# Kth Largest Element in an Array

This is No.215 in Leetcode.

The description:
Find the kth largest element in an unsorted array. Note that it is the kth largest element in the sorted order, not the kth distinct element.

My own solution is:

``````class Solution {
public int findKthLargest(int[] nums, int k) {

// sort array first
Arrays.sort(nums);

// get the length of array
int length = nums.length;
int ret = 0;

for(int i = 0; i < k ; i++){
ret = nums[length - 1];
length--;
}

return ret;
}
}``````

The logical is straight, but I want to talk about another approach: quick sort.

#### Quick Sort

Quicksort is a divide-and-conquer algorithm.
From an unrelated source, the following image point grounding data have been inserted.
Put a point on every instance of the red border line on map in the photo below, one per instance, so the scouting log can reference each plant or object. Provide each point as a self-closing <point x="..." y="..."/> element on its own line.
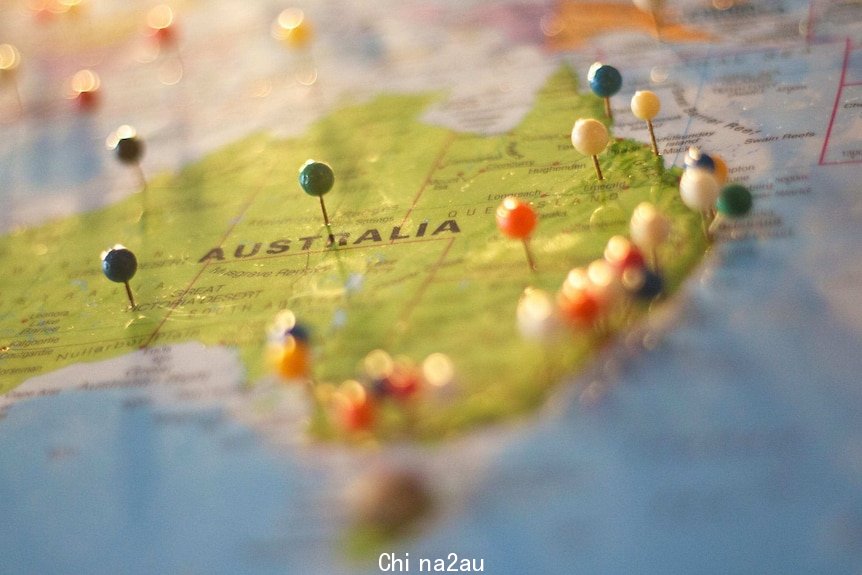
<point x="812" y="19"/>
<point x="191" y="284"/>
<point x="841" y="85"/>
<point x="451" y="138"/>
<point x="420" y="293"/>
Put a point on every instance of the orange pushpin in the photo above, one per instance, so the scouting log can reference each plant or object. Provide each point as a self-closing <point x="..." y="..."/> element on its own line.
<point x="517" y="220"/>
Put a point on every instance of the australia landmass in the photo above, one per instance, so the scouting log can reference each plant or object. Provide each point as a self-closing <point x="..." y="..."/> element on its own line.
<point x="418" y="267"/>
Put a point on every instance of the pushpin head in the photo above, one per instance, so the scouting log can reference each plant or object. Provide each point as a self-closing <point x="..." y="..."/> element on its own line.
<point x="649" y="228"/>
<point x="292" y="28"/>
<point x="694" y="158"/>
<point x="127" y="144"/>
<point x="85" y="85"/>
<point x="589" y="136"/>
<point x="316" y="178"/>
<point x="10" y="59"/>
<point x="699" y="190"/>
<point x="645" y="105"/>
<point x="515" y="218"/>
<point x="119" y="264"/>
<point x="160" y="21"/>
<point x="734" y="201"/>
<point x="605" y="81"/>
<point x="622" y="254"/>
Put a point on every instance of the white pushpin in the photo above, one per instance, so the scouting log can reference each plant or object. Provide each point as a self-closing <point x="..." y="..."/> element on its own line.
<point x="653" y="8"/>
<point x="649" y="229"/>
<point x="590" y="137"/>
<point x="605" y="283"/>
<point x="699" y="190"/>
<point x="537" y="316"/>
<point x="645" y="106"/>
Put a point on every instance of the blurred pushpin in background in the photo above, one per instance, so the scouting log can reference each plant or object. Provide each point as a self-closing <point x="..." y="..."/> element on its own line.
<point x="129" y="148"/>
<point x="10" y="61"/>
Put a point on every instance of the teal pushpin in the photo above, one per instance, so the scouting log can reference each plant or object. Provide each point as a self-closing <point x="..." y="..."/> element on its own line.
<point x="119" y="265"/>
<point x="316" y="179"/>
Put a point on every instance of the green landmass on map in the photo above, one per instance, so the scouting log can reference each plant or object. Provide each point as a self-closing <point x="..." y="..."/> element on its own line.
<point x="230" y="240"/>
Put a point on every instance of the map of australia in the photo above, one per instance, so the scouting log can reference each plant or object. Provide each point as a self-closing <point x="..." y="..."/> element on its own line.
<point x="418" y="266"/>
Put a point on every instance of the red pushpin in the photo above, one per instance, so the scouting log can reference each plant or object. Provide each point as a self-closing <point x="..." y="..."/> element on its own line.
<point x="517" y="220"/>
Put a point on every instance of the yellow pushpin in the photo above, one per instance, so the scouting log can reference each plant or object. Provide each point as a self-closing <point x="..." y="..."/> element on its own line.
<point x="645" y="106"/>
<point x="10" y="60"/>
<point x="590" y="137"/>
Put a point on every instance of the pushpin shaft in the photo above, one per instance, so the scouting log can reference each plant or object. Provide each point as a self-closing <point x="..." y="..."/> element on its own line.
<point x="598" y="167"/>
<point x="530" y="261"/>
<point x="129" y="293"/>
<point x="652" y="138"/>
<point x="331" y="238"/>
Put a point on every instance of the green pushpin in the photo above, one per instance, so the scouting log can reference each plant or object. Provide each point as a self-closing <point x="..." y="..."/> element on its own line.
<point x="316" y="179"/>
<point x="119" y="265"/>
<point x="734" y="201"/>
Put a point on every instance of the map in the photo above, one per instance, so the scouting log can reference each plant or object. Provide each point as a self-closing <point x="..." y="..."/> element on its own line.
<point x="713" y="430"/>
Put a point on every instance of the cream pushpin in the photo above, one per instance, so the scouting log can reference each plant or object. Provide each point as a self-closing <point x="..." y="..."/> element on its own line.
<point x="10" y="60"/>
<point x="699" y="190"/>
<point x="590" y="137"/>
<point x="645" y="106"/>
<point x="649" y="229"/>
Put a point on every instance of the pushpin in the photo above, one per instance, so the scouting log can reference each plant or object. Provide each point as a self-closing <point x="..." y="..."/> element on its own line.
<point x="10" y="60"/>
<point x="516" y="219"/>
<point x="537" y="316"/>
<point x="699" y="189"/>
<point x="119" y="265"/>
<point x="645" y="106"/>
<point x="576" y="301"/>
<point x="162" y="28"/>
<point x="293" y="29"/>
<point x="622" y="254"/>
<point x="129" y="148"/>
<point x="355" y="406"/>
<point x="84" y="89"/>
<point x="590" y="137"/>
<point x="649" y="229"/>
<point x="316" y="179"/>
<point x="288" y="349"/>
<point x="653" y="8"/>
<point x="644" y="284"/>
<point x="694" y="158"/>
<point x="605" y="81"/>
<point x="734" y="201"/>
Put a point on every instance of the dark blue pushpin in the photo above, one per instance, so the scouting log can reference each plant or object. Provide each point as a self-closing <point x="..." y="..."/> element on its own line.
<point x="316" y="179"/>
<point x="605" y="81"/>
<point x="119" y="265"/>
<point x="651" y="286"/>
<point x="695" y="159"/>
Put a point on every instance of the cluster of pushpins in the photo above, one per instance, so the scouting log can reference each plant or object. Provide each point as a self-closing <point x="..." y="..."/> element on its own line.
<point x="704" y="189"/>
<point x="589" y="136"/>
<point x="592" y="295"/>
<point x="354" y="405"/>
<point x="84" y="87"/>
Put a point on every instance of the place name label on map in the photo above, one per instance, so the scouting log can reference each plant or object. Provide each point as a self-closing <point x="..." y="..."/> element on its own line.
<point x="371" y="236"/>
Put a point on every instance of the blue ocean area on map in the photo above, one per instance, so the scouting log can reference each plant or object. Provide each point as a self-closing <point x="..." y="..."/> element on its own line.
<point x="116" y="485"/>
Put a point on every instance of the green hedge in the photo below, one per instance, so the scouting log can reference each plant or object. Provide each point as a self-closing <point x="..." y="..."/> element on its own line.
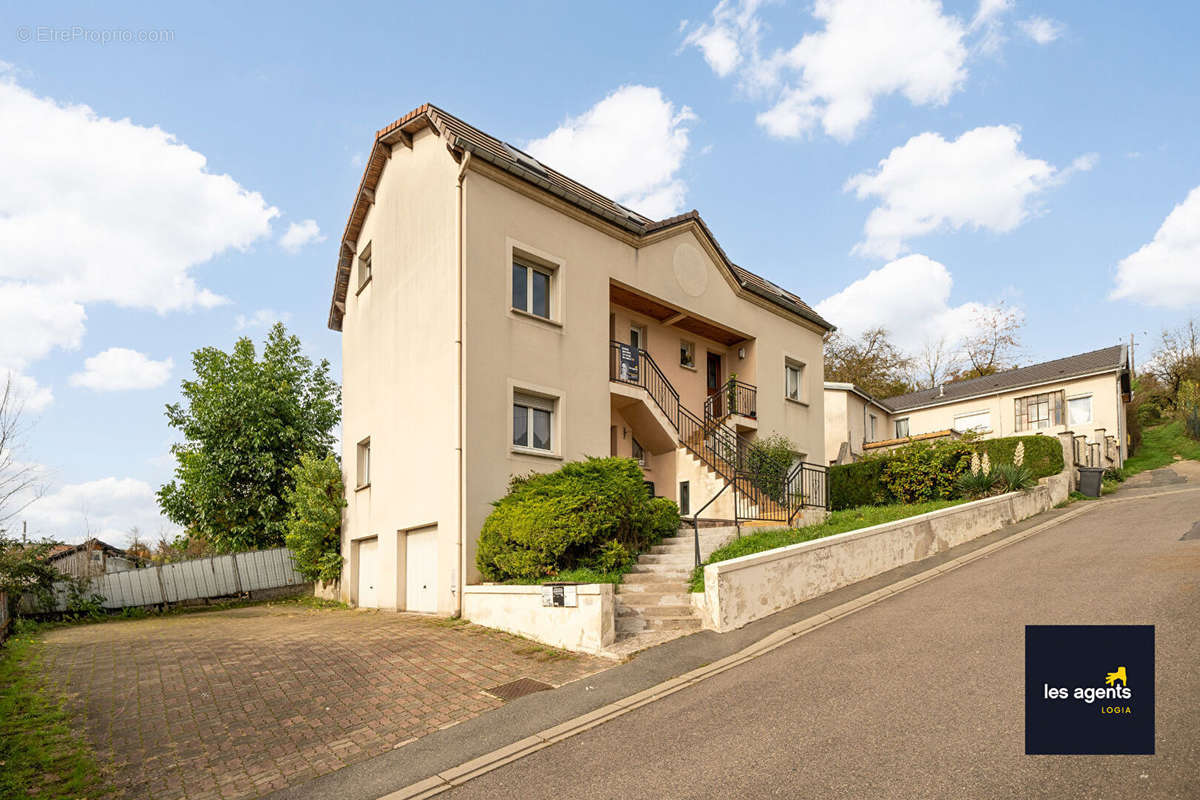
<point x="924" y="471"/>
<point x="593" y="515"/>
<point x="857" y="485"/>
<point x="1043" y="453"/>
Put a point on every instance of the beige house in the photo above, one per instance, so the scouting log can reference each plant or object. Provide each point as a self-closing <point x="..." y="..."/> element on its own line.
<point x="498" y="318"/>
<point x="1083" y="394"/>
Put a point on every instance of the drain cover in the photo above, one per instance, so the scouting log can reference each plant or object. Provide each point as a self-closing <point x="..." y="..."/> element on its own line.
<point x="516" y="689"/>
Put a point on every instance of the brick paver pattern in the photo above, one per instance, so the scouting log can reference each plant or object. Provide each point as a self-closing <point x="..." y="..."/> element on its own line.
<point x="241" y="702"/>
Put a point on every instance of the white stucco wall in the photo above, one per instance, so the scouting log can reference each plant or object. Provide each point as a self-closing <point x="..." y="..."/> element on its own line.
<point x="587" y="627"/>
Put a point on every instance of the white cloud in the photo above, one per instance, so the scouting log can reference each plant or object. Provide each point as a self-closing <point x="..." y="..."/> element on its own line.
<point x="732" y="31"/>
<point x="102" y="210"/>
<point x="910" y="296"/>
<point x="105" y="509"/>
<point x="630" y="146"/>
<point x="989" y="24"/>
<point x="120" y="368"/>
<point x="833" y="77"/>
<point x="1167" y="270"/>
<point x="300" y="234"/>
<point x="981" y="180"/>
<point x="261" y="318"/>
<point x="1041" y="29"/>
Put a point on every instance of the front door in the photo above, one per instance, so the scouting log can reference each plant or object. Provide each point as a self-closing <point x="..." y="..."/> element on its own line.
<point x="714" y="373"/>
<point x="369" y="572"/>
<point x="421" y="570"/>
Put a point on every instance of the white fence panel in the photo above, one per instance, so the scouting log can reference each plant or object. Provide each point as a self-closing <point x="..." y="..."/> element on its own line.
<point x="219" y="576"/>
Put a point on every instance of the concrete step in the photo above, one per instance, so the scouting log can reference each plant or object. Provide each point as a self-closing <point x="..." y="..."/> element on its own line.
<point x="653" y="587"/>
<point x="682" y="559"/>
<point x="679" y="596"/>
<point x="663" y="571"/>
<point x="675" y="548"/>
<point x="672" y="611"/>
<point x="635" y="624"/>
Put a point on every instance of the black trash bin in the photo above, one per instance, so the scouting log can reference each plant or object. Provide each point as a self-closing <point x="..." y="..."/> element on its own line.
<point x="1090" y="480"/>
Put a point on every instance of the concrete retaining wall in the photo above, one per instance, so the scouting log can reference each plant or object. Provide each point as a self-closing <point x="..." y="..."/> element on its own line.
<point x="587" y="627"/>
<point x="744" y="589"/>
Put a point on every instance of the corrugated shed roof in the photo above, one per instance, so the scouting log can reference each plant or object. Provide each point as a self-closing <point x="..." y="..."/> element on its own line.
<point x="463" y="137"/>
<point x="1111" y="359"/>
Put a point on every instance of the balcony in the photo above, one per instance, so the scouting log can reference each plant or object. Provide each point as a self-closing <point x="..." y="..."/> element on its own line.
<point x="735" y="397"/>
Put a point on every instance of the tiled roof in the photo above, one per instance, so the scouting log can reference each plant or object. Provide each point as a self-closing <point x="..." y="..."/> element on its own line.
<point x="1111" y="359"/>
<point x="462" y="137"/>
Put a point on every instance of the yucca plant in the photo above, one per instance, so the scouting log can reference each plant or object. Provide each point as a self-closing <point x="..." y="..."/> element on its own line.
<point x="976" y="483"/>
<point x="1012" y="477"/>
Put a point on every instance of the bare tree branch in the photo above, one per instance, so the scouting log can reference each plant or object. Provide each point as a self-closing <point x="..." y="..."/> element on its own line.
<point x="19" y="482"/>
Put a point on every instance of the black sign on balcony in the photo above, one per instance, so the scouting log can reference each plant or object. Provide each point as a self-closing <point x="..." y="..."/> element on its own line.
<point x="627" y="370"/>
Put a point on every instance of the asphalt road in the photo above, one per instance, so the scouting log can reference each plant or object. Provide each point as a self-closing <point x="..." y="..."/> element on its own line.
<point x="922" y="695"/>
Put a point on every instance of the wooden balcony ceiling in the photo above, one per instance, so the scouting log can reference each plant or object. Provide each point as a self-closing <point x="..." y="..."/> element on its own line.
<point x="671" y="316"/>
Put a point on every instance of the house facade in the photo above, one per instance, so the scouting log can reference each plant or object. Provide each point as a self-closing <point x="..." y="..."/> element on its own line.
<point x="498" y="318"/>
<point x="1084" y="394"/>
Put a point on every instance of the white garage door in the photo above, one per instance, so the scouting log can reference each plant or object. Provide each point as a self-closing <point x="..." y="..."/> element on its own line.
<point x="421" y="570"/>
<point x="369" y="573"/>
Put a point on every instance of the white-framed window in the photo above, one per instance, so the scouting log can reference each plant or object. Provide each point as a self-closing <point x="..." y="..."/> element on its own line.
<point x="793" y="380"/>
<point x="637" y="338"/>
<point x="1079" y="409"/>
<point x="365" y="266"/>
<point x="532" y="287"/>
<point x="973" y="421"/>
<point x="639" y="453"/>
<point x="363" y="464"/>
<point x="687" y="354"/>
<point x="533" y="422"/>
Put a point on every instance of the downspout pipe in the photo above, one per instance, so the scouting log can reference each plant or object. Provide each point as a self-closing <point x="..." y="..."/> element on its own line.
<point x="461" y="382"/>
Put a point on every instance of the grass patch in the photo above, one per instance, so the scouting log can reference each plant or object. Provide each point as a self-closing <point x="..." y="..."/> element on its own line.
<point x="41" y="756"/>
<point x="839" y="522"/>
<point x="1159" y="447"/>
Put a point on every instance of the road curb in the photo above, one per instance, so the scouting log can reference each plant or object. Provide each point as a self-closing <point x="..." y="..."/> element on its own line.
<point x="459" y="775"/>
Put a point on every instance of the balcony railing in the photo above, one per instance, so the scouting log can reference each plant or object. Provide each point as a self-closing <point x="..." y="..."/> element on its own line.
<point x="735" y="397"/>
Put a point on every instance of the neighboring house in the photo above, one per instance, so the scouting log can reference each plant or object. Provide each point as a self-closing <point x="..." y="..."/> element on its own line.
<point x="852" y="420"/>
<point x="89" y="559"/>
<point x="1084" y="394"/>
<point x="498" y="318"/>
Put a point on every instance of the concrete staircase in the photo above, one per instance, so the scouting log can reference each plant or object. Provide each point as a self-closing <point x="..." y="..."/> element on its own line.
<point x="654" y="602"/>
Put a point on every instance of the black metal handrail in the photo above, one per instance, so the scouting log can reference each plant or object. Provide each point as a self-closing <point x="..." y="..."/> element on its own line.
<point x="629" y="365"/>
<point x="721" y="447"/>
<point x="735" y="397"/>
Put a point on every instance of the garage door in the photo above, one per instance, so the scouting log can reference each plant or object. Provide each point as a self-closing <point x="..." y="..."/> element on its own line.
<point x="421" y="570"/>
<point x="369" y="573"/>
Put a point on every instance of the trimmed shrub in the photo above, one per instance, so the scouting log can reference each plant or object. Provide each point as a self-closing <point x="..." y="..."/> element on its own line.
<point x="923" y="470"/>
<point x="593" y="513"/>
<point x="1043" y="455"/>
<point x="768" y="461"/>
<point x="857" y="485"/>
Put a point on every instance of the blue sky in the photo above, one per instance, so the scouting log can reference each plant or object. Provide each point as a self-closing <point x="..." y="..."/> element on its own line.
<point x="906" y="163"/>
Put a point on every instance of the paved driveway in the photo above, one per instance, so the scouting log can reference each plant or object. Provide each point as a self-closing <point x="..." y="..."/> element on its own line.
<point x="238" y="703"/>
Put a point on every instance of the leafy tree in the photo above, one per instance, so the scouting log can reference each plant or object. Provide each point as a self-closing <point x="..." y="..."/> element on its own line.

It works by selecting a ‘pivot’ element from the array and partitioning the other elements into two sub-arrays, according to whether they are less than or greater than the pivot. The sub-arrays are then sorted recursively. This can be done in-place, requiring small additional amounts of memory to perform the sorting.

The pseudocode:

`````` function quicksort(q)
{
var list less, pivotList, greater
if length(q) ≤ 1
return q
else
{
select a pivot value pivot from q
for each x in q except the pivot element
{
if x < pivot then add x to less
if x ≥ pivot then add x to greater
}
return concatenate(quicksort(less), pivotList, quicksort(greater))
}
}
```

##### IN-PLACE VERSION
```
function partition(a, left, right, pivotIndex)
{
pivotValue = a[pivotIndex]
swap(a[pivotIndex], a[right]) // move pivot to the end
storeIndex = left
for i from left to right-1
{
if a[i] <= pivotValue
{
swap(a[storeIndex], a[i])
storeIndex = storeIndex + 1
}
}
swap(a[right], a[storeIndex]) // move pivot to current position
return storeIndex
}
```
```
procedure quicksort(a, left, right)
if right > left
select a pivot value a[pivotIndex]
pivotNewIndex := partition(a, left, right, pivotIndex)
quicksort(a, left, pivotNewIndex-1)
quicksort(a, pivotNewIndex+1, right)``````

For this problem, we can use code below:

`````` public class Solution {
public int findKthLargest(int[] nums, int k) {
return quickSelect(nums, k - 1, 0, nums.length - 1);
}

private int quickSelect(int[] arr, int k, int left, int right){
int pivot = arr[(left + right) / 2];
int orgL = left, orgR = right;
while(left <= right){

while(arr[left] > pivot){
left ++;
}

while(arr[right] < pivot){
right --;
}
// 将两个数互换
if(left <= right){
swap(arr, left, right);
left ++;
right --;
}
}

if(orgL < right && k <= right) return quickSelect(arr, k, orgL, right);

if(left < orgR && k >= left) return quickSelect(arr, k, left, orgR);
return arr[k];

}

private void swap(int[] arr, int idx1, int idx2){
int tmp = arr[idx1] + arr[idx2];
arr[idx1] = tmp - arr[idx1];
arr[idx2] = tmp - arr[idx2];

}
}``````

So we could use quick sort to sort array first and then get the kth largest element.